Mechernich, 16.09.2020 – Es summt und brummt auf dem Schulgelände der KGS Mechernich. Zu hören sind nicht die Kinder, sondern das Bienenvolk, das an der Grundschule eine Heimat gefunden hat.

Der Vorschlag, den Ortsvorsteher Günther Schulz dem Leiter der KGS Mechernich, Uli Lindner-Moog, unterbreitet hatte, kam diesem gerade recht: Bienen könnten auf dem Schulgelände untergebracht werden. So konnte für den Schulleiter endlich ein langgehegter Wunsch in Erfüllung gehen.

Nachdem Ortsvorsteher Günther Schulz die erforderlichen Strippen gezogen hatte, wurde die Umsetzung des Projektes in Angriff genommen. Um die Bienen sicher auf dem Gelände unterzubringen, waren einige Umbauarbeiten durch den Bauhof nötig und auch Bürgermeister Dr. Hans-Peter Schick unterstützte das Projekt.

Eine Umzäunung für die Bienenstöcke musste gebaut werden. Außerdem wurde dort Mutterboden angefahren und planiert. Hier säten Kinder der Grundschule eine Bienenweide, damit die Bienen, Wildbienen und andere Insekten auch bis in den Herbst hinein optimal versorgt sind.

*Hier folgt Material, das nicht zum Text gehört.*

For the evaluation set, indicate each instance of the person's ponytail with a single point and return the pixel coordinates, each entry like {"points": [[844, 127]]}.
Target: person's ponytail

Bienenwiese wurde erweitert

„Die Bienenweide konnte in diesem Jahr noch erweitert werden“, berichtet Ortsvorsteher Günther Schulz. Ortsvorsteher und Bürgermeister sorgten wieder für die Vorbereitung des Bodens. Regionales Saatgut wurde von der Firma Rieger und Hofmann gespendet. Mit Imker Ludwig Schmitz fand der Ortsvorsteher einen verlässlichen Partner, der einen Ableger seines Bienenvolkes nun auf dem Schulgelände betreut.

So können sich die Grundschulkinder, besonders die Kinder der AG „Streuobstwiese/Natur“ intensiv mit den „Schultieren“ beschäftigen. Gemeinsam mit Imker Schmitz erleben sie das Bienenjahr. „Selbstverständlich können auch die anderen Kinder in den Pausen oder im Rahmen des Unterrichts die Bienen kennenlernen“, so Lehrerin Kathrin Kesternich. Ein Highlight bei der Beobachtung sei der Schaukasten, in dem man die Bienen ganz nah hinter einer Glasscheibe sehen kann.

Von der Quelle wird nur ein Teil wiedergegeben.